Thursday, May 24, 2007
Small forays into multiprocessing programming II
So, my attempt at parallelizing the Pythagoran Triples program. I rewrote it as a function to make it easier to parallelize:
struct params
{
double start;
double end;
int count;
}
int pythagorean_triple(void *data)
{
struct params *p = data;
double a;
double b;
double c;
for (p->count = 0 , c = p->start ; c <= p->end ; c++)
{
for (b = 1 ; b < c ; b++)
{
a = sqrt(c * c - b * b);
if (trunc(a) == a)
p->count++;
}
}
return(0);
}
That way, I could then do:
/*-------------------------------------- ; the reason for these structures ; is that threads created with clone() ; only get a single pointer parameter. ; This way, I can pass in more data ; using that one pointer. ; ; And yes, I'm using C. Nyah. ;-------------------------------------*/ struct param t1; struct param t2; t1.start = 2; t1.end = 16383; t2.start = 16384; t2.end = 32768; clone(pythagorean_triple,threadstack1,CLONE_VM,&t1); clone(pythagorean_triple,threadstack2,CLONE_VM,&t2);
And I was surprised that it only took one second less when the processing was split using this method than when it ran not split at all.
I ran it several times, and yes, both threads were being created, but one was finishing way sooner than I expected. It was then that I realized the reason—it takes less time to count to a thousand than it does to thirty thousand.
D'uh!
Obvious in hindsight.
Basically, thread one was doing:
for (c = 2 ; c <= 16383 ; c++)
for (b = 1 ; b < c ; b++)
... ;
but thread two:
for (c = 16384 ; c <= 32768 ; c++)
for (b = 1 ; b < c ; b++)
... ;
Now … how to split the load evenly between two (or more) processors? Obviously splitting the range in half wasn't cutting it, but is that the only way to split the workload? What if I were to have one processor do even numbers, and the other one odd numbers? Something like:
for (c = 2 ; c <= 32768 ; c += 2)
for (b = 1 ; b < c ; b++)
... ;
for (c = 3 ; c <= 32768 ; c += 2)
for (b = 1 ; b < c ; b++)
... ;
Yeah, that might work.
And it did—the workload was evenly distributed across the processors.

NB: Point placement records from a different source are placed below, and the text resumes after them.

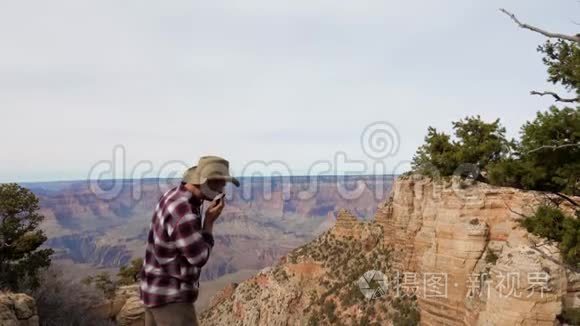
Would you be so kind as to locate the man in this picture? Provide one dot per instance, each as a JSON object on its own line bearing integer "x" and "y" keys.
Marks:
{"x": 178, "y": 245}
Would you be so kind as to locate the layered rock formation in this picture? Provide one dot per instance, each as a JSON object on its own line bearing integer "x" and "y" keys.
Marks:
{"x": 489, "y": 270}
{"x": 263, "y": 220}
{"x": 17, "y": 309}
{"x": 454, "y": 229}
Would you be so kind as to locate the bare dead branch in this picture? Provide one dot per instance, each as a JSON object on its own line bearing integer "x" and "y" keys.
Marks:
{"x": 573, "y": 38}
{"x": 557, "y": 97}
{"x": 568, "y": 199}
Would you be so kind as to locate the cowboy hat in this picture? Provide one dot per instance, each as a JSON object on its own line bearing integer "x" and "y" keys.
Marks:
{"x": 208, "y": 168}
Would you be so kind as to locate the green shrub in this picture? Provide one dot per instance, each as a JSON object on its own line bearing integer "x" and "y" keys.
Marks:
{"x": 491, "y": 257}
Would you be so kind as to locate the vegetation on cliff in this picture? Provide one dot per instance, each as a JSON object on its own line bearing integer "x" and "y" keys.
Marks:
{"x": 317, "y": 284}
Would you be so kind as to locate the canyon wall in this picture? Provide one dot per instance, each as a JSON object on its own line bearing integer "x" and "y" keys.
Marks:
{"x": 496, "y": 273}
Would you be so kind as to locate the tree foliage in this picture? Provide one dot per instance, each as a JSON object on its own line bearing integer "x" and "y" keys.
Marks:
{"x": 102, "y": 282}
{"x": 475, "y": 145}
{"x": 21, "y": 257}
{"x": 130, "y": 274}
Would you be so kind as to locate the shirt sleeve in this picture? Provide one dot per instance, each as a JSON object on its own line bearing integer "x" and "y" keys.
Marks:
{"x": 190, "y": 240}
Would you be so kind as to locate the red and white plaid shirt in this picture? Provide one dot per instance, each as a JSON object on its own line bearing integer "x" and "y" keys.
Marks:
{"x": 177, "y": 248}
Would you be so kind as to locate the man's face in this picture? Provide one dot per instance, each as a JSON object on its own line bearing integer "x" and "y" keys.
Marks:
{"x": 212, "y": 188}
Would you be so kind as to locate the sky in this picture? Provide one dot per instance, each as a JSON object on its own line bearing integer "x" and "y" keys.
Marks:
{"x": 290, "y": 84}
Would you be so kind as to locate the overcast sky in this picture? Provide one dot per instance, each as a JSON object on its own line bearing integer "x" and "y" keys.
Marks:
{"x": 295, "y": 81}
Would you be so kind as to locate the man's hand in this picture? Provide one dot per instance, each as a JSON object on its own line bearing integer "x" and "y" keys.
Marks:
{"x": 212, "y": 213}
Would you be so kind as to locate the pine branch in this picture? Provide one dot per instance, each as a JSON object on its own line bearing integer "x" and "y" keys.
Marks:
{"x": 572, "y": 38}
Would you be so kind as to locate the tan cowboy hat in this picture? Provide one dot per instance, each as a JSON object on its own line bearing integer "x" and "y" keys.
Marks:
{"x": 208, "y": 168}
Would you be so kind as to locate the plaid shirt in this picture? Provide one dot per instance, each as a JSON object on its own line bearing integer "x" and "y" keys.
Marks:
{"x": 177, "y": 248}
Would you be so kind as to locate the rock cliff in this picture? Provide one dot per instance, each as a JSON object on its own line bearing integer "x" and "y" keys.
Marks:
{"x": 488, "y": 270}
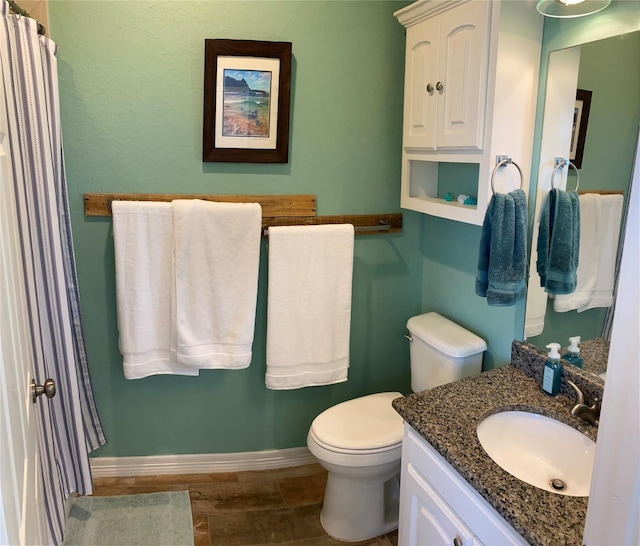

The code slightly changed though:
struct params
{
double start;
double end;
double delta;
int count;
}
int pythagorean_triple(void *data)
{
struct params *p = data;
double a;
double b;
double c;
for (
p->count = 0 , c = p->start ;
c <= p->end ;
c += p->delta
)
{
for (b = 1 ; b < c ; b++)
{
a = sqrt(c * c - b * b);
if (trunc(a) == a)
p->count++;
}
}
return(0);
}
{
struct params t1;
struct params t2;
t1.end = t2.end = 32768;
t1.delta = t2.delta = 2;
t1.start = 2;
t2.start = 3;
clone(pythagorean_triples,threadstack1,CLONE_VM,&t1);
clone(pythagorean_triples,threadstack1,CLONE_VM,&t2);
}
This concurrent programming certainly requires a different way of thinking about things. And obvious ways of splitting up workloads don't always work out as expected.